Genannter Michel hat solchen Nutzen erfahren und in der Karre keine üble Carriere gemacht. Nachdem er seine Jahre ab- und sich dabei zum zuverlässigen Mann heraufgegearbeitet hatte, bekam er den kleinen Ruheposten eines Commandeurs bei diesen Gefangenen, die er fleißig zur Arbeit anspornen musste.


Dass diese feine Erfindung aber so bald wiederum abkam, das ging also zu. Im Jahre 1622 hatte eines städtischen Wildschützen oder Jägers Sohn so viel gesündigt, dass er nach Abstrafung am Pranger auf 10 Jahre zur Karre verurteilt wurde. Hier konnte er deren Heilsamkeit platterdings nicht begreifen, ergab sich vielmehr dem entschiedensten Lebensüberdruss. Um nur aus der Karre und von der Welt zu kommen, erstach er mit einem zufällig erhaltenen Messer zwar nicht sich selbst, wohl aber den ganz unschuldigen Büchsenträger bei der Surrende, Namens Paul Claen oder Claussen, wie Andre ihn nennen. Er erreichte damit seinen Zweck und kam aus Karre und Welt, am 16. März 1614, durch das Richtschwert des Frohns Valten Matz, der damit freilich kein Meisterstück machte, sondern so übel richtete, dass er sich nur mit Mühe vor dem Zorn des mitleidigen Volkes salviren konnte.
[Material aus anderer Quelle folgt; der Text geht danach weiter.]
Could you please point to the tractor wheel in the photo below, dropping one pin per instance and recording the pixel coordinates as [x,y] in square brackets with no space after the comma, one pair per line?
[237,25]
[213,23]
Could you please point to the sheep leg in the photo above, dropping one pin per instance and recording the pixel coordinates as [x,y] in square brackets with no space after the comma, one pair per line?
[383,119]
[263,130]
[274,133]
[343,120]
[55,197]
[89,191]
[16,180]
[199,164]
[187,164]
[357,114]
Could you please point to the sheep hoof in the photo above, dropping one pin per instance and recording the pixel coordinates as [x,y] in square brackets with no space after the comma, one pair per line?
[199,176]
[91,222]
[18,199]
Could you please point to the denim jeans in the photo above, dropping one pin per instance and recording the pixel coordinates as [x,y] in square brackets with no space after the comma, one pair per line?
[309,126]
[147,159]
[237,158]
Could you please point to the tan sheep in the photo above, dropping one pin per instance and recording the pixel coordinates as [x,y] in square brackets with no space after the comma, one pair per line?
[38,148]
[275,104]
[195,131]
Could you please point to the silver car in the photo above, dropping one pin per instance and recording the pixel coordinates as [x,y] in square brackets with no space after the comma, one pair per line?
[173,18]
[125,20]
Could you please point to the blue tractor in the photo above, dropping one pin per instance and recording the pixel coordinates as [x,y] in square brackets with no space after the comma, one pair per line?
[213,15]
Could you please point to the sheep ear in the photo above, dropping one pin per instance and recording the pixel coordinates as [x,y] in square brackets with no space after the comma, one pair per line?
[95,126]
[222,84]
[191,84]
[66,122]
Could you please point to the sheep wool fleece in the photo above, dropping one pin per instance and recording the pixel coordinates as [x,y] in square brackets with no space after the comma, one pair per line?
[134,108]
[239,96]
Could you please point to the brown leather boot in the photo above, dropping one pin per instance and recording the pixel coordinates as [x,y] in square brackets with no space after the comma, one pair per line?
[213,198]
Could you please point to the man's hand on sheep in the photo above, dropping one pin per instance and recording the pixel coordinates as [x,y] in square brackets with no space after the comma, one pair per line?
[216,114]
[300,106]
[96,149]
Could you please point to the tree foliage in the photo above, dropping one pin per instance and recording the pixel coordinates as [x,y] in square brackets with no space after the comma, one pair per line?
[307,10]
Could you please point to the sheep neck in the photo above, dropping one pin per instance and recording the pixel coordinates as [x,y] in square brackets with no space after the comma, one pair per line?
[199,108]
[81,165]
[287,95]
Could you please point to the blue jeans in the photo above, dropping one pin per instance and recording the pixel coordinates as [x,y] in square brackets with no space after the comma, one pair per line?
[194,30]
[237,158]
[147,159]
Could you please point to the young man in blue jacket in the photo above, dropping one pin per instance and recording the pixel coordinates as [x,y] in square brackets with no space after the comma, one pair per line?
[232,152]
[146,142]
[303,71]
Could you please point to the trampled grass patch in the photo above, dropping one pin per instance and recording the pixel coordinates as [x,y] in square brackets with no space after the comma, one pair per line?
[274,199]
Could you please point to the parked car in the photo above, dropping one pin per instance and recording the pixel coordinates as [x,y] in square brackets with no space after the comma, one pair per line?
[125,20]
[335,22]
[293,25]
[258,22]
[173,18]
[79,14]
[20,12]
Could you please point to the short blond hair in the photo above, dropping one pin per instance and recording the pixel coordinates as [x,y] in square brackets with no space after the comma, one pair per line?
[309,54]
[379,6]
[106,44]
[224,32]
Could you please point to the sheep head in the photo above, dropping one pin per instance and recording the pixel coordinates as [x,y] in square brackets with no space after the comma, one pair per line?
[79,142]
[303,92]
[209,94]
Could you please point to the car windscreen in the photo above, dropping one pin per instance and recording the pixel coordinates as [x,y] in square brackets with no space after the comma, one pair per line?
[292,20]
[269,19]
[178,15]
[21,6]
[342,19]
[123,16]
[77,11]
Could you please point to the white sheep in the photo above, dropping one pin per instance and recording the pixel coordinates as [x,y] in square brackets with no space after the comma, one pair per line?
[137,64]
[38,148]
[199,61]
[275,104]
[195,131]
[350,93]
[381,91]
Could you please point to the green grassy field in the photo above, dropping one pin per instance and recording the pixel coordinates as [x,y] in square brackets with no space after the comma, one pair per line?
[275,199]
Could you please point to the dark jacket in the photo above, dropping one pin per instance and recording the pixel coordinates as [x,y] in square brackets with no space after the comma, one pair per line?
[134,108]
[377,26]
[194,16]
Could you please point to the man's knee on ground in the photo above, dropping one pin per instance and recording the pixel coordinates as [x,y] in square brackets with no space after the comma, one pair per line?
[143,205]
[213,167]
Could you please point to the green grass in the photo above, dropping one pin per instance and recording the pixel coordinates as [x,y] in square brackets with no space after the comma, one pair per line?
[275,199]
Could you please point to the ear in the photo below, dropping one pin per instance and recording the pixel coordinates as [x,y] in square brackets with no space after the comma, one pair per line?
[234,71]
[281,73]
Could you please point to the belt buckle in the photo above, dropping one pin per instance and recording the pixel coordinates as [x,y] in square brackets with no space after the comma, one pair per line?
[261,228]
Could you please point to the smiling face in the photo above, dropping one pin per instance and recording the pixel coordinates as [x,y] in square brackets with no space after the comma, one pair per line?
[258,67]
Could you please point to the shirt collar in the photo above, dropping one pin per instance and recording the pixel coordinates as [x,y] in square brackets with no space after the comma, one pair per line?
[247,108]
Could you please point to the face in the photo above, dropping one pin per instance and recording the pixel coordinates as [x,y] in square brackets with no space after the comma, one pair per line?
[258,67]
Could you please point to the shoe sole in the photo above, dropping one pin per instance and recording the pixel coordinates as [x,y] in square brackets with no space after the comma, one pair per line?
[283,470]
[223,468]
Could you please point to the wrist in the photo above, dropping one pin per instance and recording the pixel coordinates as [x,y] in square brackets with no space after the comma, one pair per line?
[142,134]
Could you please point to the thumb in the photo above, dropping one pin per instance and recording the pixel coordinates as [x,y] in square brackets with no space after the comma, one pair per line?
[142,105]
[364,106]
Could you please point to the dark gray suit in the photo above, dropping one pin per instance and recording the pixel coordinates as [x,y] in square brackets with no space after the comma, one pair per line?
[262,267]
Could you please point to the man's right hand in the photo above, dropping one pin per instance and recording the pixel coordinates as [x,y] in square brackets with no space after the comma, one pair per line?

Durch diesen Vorfall wurde man, zumal in den untern Ständen, ganz übel gesinnt gegen die Karrenstrafe, der man eine grausame Triebkraft zur Schwermut und ihren Übeln Folgen beimaß. Da nun auch 1620 das Zuchthaus erbauet war und solche Subjecte wohl aufnehmen konnte, so schaffte man das missliebig gewordene Besserungsmittel gänzlich ab.

Der erforderlichen Straßen-Reinigung u. w. d. a. widmete man weitere Fürsorge durch Gründung des Instituts der sogenannten Gassenkummerwagen, zu deren Kosten eine eigene Abgabe beliebt wurde: das etwas unfein klingende Dreckkarrengeld.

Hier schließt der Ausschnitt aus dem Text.